The government will follow due process and social media platforms must follow the law, sources have said after Elon Musk-owned social media giant X sued the Centre, accusing it of misusing Information Technology laws to create an “unlawful blocking regime”. “Process will be followed and social media platforms should follow the law,” a top source in the government has told NDTV.
The sharp response comes after the microblogging site, previously known as Twitter, filed a writ petition in the Karnataka High Court. In its petition, X has cited the Supreme Court verdict in the 2015 Shreya Singhal case. In the landmark ruling, the court had struck down Section 66A of the Indian Information Technology Act, 2000, which criminalised sending offensive messages on communication devices.
The petition says the Ministry of Electronics and Information Technology has directed central ministries and state governments and “effectively tens of thousands of local police officers”, informing that they are authorised to issue information blocking orders under Section 79(3)(b), outside the Section 69A process.
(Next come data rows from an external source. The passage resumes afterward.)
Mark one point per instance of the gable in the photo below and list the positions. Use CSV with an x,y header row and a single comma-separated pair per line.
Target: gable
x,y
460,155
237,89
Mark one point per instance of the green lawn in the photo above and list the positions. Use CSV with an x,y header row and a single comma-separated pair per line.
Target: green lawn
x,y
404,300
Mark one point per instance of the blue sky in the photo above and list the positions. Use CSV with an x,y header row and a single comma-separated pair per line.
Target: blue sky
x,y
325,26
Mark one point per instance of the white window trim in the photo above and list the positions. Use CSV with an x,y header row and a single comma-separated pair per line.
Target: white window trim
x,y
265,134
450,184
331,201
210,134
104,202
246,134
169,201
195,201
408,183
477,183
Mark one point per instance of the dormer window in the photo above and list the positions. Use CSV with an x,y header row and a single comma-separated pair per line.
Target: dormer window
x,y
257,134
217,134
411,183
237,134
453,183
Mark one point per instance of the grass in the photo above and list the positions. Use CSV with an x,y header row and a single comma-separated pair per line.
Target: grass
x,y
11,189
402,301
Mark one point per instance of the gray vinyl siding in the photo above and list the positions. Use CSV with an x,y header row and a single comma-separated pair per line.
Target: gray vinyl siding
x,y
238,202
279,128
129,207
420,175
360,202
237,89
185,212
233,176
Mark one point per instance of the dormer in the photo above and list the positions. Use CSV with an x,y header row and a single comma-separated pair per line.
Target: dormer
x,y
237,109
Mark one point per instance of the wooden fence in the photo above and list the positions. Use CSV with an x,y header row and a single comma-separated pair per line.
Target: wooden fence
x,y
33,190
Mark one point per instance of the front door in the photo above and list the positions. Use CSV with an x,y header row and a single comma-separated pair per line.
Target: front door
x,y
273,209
Section 79(3)(b) lays down that an IT intermediary loses its immunity from liability if it does not “expeditiously remove or disable access” to material flagged by a government agency as linked to an unlawful act.
X’s petition says that the use of Section 79(3)(b) circumvents the provision of Section 69A, which empowers the government to issue directions to block public access to information, but lays down safeguards.
“Section 79 merely exempts intermediaries from liability for third-party content; it does not empower the government to issue information blocking orders in violation of Section 69A. A full 23 years after Section 79 was enacted, and 14 years after the current version went into effect, Respondents are now attempting to misuse Section 79 to create an unlawful blocking regime without any of the protections that exist under Section 69A, the Blocking Rules, and the law laid down by the Supreme Court in Shreya Singhal,” the petition says.
In its petition, X said the Centre is “attempting to bypass the multiple procedural safeguards in the Blocking Rules and the specified grounds of Section 69A” and that it violates the Supreme Court order.
It has said the Centre and the other respondents have lawful avenues to block information in an emergency. “Any government agency can use the Section 69A process by sending a request to the Designated Officer under Section 69A. Under Rules 4 to 6 of the Blocking Rules, central and state agencies have nodal officers who send blocking requests to the Designated Officer. Any person can approach a nodal officer, who forwards the request for blocking to the Designated Officer,” it said.
X has said the Centre’s actions threaten its business model that rests on people sharing lawful information. “The X platform derives value and revenue from its user base and the lawful content they generate. Thus, unlawful or unjustified information blocking orders cause harm to X and its ability to operate. Respondents’ ultra vires actions of issuing information blocking orders, without following due process of law, aggrieve X by violating X’s Article 14 rights and detrimentally impacting its business.”